Minneapolis, Minnesota 55455


RATIONALE: Giving chemotherapy, such as cyclophosphamide and fludarabine, and total-body irradiation before a donor natural killer cell infusion helps stop the growth of tumor cells. It also helps stop the patient's immune system from rejecting the donor's natural killer cells. Aldesleukin may stimulate the natural killer cells to kill ovarian, fallopian tube, or primary peritoneal cancer cells. Treating the donor natural killer cells with aldesleukin may help the natural killer cells kill more tumor cells. PURPOSE: This phase II trial is studying how well giving laboratory-treated donor natural killer cells together with aldesleukin works when given after cyclophosphamide, fludarabine, and total-body irradiation in treating patients with recurrent and/or metastatic ovarian, fallopian tube, or primary peritoneal cancer.

Study summary:

OBJECTIVES: Primary - To evaluate the in vivo expansion of an infused allogeneic natural killer (NK) cell product following a preparative regimen comprising cyclophosphamide, fludarabine phosphate, and total-body irradiation in treating patients with recurrent and/or metastatic ovarian, fallopian tube, or primary peritoneal cancer. Secondary - To characterize the quantitative and qualitative toxicities of this treatment regimen. - To estimate disease response (complete or partial response) or clinical benefit (stable disease for > 6 months) as measured by Response Evaluation Criteria in Solid Tumours (RECIST) criteria. - To estimate time to progression and overall survival. - To estimate the association between clinical response and donor/recipient KIR ligand matching status. Tertiary - To evaluate immune activation of the in vivo expanded haploidentical allogeneic NK cells and its effect on the immune system.
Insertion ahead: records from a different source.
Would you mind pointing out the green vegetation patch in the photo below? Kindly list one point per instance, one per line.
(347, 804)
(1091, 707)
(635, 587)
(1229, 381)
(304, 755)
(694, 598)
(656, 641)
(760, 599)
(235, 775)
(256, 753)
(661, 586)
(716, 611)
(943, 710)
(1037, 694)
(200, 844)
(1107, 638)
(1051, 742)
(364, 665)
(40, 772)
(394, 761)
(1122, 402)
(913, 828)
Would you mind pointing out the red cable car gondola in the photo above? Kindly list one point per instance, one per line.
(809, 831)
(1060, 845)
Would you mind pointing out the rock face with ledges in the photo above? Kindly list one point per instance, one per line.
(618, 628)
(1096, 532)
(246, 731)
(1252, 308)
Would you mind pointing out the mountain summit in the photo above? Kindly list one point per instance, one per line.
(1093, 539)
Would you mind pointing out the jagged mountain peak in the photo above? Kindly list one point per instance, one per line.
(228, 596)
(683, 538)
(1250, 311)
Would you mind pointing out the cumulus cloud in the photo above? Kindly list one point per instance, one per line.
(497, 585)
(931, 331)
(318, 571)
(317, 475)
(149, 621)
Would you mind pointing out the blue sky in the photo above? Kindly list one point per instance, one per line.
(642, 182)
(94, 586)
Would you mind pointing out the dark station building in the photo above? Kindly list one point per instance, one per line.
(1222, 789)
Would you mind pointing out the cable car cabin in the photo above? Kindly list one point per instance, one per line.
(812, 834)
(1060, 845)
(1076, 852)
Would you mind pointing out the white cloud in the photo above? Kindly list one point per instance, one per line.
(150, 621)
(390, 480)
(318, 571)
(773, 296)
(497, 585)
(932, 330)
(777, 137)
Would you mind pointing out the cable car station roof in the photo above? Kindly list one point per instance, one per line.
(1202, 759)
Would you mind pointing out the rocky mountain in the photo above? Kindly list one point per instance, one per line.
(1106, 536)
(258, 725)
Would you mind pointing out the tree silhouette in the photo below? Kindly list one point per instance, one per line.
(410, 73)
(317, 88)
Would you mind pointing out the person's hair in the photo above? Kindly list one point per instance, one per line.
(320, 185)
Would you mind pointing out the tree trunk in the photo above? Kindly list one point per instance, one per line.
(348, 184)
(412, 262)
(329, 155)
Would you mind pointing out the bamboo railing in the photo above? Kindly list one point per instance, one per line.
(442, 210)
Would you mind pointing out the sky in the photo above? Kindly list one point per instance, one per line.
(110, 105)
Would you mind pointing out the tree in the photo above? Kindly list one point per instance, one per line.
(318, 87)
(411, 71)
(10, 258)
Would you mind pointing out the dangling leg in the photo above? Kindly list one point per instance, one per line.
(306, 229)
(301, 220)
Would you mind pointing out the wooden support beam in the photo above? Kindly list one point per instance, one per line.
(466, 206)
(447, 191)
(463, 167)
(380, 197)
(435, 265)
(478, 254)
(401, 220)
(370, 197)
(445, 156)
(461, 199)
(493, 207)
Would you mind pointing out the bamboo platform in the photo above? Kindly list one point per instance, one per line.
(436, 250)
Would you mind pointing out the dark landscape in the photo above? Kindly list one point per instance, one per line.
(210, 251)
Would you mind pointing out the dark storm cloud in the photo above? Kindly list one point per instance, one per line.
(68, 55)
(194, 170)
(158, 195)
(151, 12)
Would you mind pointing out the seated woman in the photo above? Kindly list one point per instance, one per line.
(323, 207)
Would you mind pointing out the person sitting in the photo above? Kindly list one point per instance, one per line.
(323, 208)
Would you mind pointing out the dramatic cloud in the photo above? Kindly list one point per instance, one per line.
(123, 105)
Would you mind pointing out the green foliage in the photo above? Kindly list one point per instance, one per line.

OUTLINE: - Preparative regimen: Patients receive fludarabine phosphate IV on days 6 to 2 preceding natural killer (NK) cell infusion and cyclophosphamide IV on days 5 and 4 preceding NK cell infusion. Patients also undergo total-body irradiation on day 1 preceding NK cell infusion. - Allogeneic natural killer (NK) cell administration and aldesleukin: Patients receive aldesleukin-activated haploidentical allogeneic NK cells intravenously (IV) on day 0. Beginning 4-6 hours after allogeneic NK cell infusion, patients receive aldesleukin subcutaneously (SC) 3 times a week for 6 doses. Patients achieving any initial response (complete or partial response) or a clinical benefit (stable disease for > 6 months) who progress after 6 months may receive 1 re-treatment course as above. Blood samples are collected at baseline, on days 0, 7, 14, and 28, and then at 2 and 3 months post NK cell infusion for cytokine measurements, immunophenotyping, functional analyses, and testing for persistence of donor cells. After completion of study treatment, patients are followed periodically for at least 1 year.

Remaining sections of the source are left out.